Excrubulent@slrpnk.net 1 year ago
I am not ignorant of the extremely simple story that you will learn in econ 101 - and sadly in more advances courses as well.
It’s just that it’s only a theory. You should perhaps pay attention to the information you gave, and how you didn’t say, “observation of market behaviour bears out the supply & demand theory”, you just waved vaguely in the direction of a mechanism, with no reference to data.

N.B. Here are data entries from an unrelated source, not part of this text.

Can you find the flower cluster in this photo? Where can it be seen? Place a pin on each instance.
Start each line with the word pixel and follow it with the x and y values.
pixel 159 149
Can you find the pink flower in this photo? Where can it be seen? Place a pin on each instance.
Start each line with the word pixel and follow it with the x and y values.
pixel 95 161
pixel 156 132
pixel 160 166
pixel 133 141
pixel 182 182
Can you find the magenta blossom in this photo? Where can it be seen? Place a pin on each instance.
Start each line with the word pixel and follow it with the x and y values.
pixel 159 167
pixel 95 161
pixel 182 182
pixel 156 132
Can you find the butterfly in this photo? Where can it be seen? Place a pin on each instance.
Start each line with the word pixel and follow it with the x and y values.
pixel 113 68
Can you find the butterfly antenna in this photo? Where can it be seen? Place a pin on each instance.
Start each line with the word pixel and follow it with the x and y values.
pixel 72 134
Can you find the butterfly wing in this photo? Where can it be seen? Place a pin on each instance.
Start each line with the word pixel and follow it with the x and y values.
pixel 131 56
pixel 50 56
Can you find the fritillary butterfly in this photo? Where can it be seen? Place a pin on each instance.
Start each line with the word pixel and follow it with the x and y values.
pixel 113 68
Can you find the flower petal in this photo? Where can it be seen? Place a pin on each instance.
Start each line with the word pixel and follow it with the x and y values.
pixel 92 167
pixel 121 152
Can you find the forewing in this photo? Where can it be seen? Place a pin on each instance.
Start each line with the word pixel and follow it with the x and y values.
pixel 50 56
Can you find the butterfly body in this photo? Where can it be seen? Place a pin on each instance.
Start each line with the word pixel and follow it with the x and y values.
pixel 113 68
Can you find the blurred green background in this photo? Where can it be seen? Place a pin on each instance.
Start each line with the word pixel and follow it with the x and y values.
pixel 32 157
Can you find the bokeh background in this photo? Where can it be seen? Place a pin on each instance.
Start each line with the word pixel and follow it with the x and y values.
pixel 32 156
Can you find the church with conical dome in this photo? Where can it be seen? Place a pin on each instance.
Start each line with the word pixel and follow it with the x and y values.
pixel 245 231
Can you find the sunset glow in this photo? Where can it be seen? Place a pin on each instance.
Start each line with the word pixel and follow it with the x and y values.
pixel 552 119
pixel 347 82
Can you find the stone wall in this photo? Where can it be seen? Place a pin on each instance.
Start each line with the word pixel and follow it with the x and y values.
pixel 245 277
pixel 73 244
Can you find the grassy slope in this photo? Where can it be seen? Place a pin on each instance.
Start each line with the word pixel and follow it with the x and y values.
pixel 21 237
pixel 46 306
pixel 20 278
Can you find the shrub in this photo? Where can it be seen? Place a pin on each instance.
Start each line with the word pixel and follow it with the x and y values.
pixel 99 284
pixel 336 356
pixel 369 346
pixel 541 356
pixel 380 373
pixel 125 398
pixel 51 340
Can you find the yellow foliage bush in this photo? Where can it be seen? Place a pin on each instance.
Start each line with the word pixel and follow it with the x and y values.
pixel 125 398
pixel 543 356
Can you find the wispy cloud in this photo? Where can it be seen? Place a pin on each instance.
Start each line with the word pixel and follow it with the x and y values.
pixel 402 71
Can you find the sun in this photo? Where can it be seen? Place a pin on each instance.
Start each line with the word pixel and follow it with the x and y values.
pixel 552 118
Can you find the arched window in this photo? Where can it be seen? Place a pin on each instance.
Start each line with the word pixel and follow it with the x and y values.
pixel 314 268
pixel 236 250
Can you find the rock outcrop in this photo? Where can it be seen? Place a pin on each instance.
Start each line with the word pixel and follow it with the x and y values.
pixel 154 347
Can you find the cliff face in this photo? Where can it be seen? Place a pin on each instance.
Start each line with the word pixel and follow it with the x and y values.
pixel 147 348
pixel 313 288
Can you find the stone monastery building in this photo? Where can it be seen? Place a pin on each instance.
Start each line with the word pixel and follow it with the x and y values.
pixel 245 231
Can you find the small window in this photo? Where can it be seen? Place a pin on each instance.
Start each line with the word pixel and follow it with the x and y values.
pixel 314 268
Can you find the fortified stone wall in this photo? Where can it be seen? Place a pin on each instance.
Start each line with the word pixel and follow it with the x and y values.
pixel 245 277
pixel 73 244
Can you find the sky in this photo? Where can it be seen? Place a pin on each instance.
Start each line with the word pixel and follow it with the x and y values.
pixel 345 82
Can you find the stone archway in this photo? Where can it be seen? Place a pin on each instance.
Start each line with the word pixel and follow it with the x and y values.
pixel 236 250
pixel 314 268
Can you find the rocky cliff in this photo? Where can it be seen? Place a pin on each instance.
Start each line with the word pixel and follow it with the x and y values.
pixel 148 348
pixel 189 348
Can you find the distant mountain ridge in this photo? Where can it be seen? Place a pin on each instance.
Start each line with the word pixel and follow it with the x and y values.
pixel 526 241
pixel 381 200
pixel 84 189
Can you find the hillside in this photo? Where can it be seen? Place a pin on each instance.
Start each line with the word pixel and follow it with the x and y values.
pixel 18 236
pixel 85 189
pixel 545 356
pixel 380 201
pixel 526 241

If you look at the many studies into the matter where economists accidentally - and sometimes intentionally - did science on this, they found no actual data to support supply and demand as a model of pricing. It simply doesn’t hold true, and yet it’s taught constantly, and if you try to google this, you’ll just find publication after publication talking about the “law” of supply & demand. But it’s not a law, it is simply an assumption.
When looking at market behaviour and when talking to price setters, there is no data to support the theory, and nobody in the business pays attention to supply & demand. All the models that seem to work share the feature that they are set by the supply chain.
This article gathers the relevant information and has sources linked: strangematters.coop/supply-chain-theory-of-inflat…
NeoNachtwaechter@lemmy.world 1 year ago
Some markets are dominated by the buyers, others by the sellers, others change from time to time.